I don't know whether he was there at that point, but Leonard Egis was, who was actually also a very close friend, and Paul Hough who became an experimenter; and Walter McAfee who was my first introduction to the black world. He was a black American and from an entirely different world, but I loved him dearly. He died a few years ago. But he'd had a hard time getting established, but it was lucky he to go to Cornell because of the GI Bill. He'd worked for the Army during the war in the Signals Corps, I think, but he was much older than the rest of us, and he already had a wife and couple of kids, so he lived in town, not in the dorms.

[Q] And this was an introduction to the world of discrimination in the United States?

Well it wasn't so much discrimination, because he was not discriminated against.

[Q] No, not at the University, but in town?

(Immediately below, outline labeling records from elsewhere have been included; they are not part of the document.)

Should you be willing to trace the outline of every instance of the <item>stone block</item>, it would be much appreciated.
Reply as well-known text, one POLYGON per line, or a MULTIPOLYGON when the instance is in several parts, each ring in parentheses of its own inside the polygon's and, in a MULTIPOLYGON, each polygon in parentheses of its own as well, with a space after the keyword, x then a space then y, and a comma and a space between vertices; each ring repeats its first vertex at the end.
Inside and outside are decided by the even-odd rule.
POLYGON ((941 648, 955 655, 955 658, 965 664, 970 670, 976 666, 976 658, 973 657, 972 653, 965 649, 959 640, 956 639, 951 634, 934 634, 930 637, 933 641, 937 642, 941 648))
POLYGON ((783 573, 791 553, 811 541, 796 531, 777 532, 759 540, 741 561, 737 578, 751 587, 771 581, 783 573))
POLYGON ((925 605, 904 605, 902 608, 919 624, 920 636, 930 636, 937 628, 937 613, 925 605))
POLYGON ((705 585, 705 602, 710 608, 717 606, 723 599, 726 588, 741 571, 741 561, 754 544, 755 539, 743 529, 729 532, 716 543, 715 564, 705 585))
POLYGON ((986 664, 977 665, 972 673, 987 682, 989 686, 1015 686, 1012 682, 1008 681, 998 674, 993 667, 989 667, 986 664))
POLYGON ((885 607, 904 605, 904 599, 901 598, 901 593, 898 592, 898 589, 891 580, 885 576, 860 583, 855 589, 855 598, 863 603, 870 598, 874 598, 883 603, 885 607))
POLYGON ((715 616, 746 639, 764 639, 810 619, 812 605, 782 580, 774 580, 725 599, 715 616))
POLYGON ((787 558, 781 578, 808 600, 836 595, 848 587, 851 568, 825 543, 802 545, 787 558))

I don't think so. I think he was treated pretty well. I mean my impression of him was that he was in no way complaining. I mean he was very happy with his life and he wasn't full of anger in any way, he was just a different kind of person. I mean he was fanatically interested in baseball. He was much more of a sort of a real American than most of the others. And he had made it, I mean he was obviously on his way up and afterwards he went went back to the Army and worked in the Signal Corps at Fort Monmouth.

Freeman Dyson (1923-2020), who was born in England, moved to Cornell University after graduating from Cambridge University with a BA in Mathematics. He subsequently became a professor and worked on nuclear reactors, solid state physics, ferromagnetism, astrophysics and biology. He published several books and, among other honours, was awarded the Heineman Prize and the Royal Society's Hughes Medal.

Listeners: Sam Schweber

Silvan Sam Schweber is the Koret Professor of the History of Ideas and Professor of Physics at Brandeis University, and a Faculty Associate in the Department of the History of Science at Harvard University. He is the author of a history of the development of quantum electro mechanics, "QED and the men who made it", and has recently completed a biography of Hans Bethe and the history of nuclear weapons development, "In the Shadow of the Bomb: Oppenheimer, Bethe, and the Moral Responsibility of the Scientist" (Princeton University Press, 2000).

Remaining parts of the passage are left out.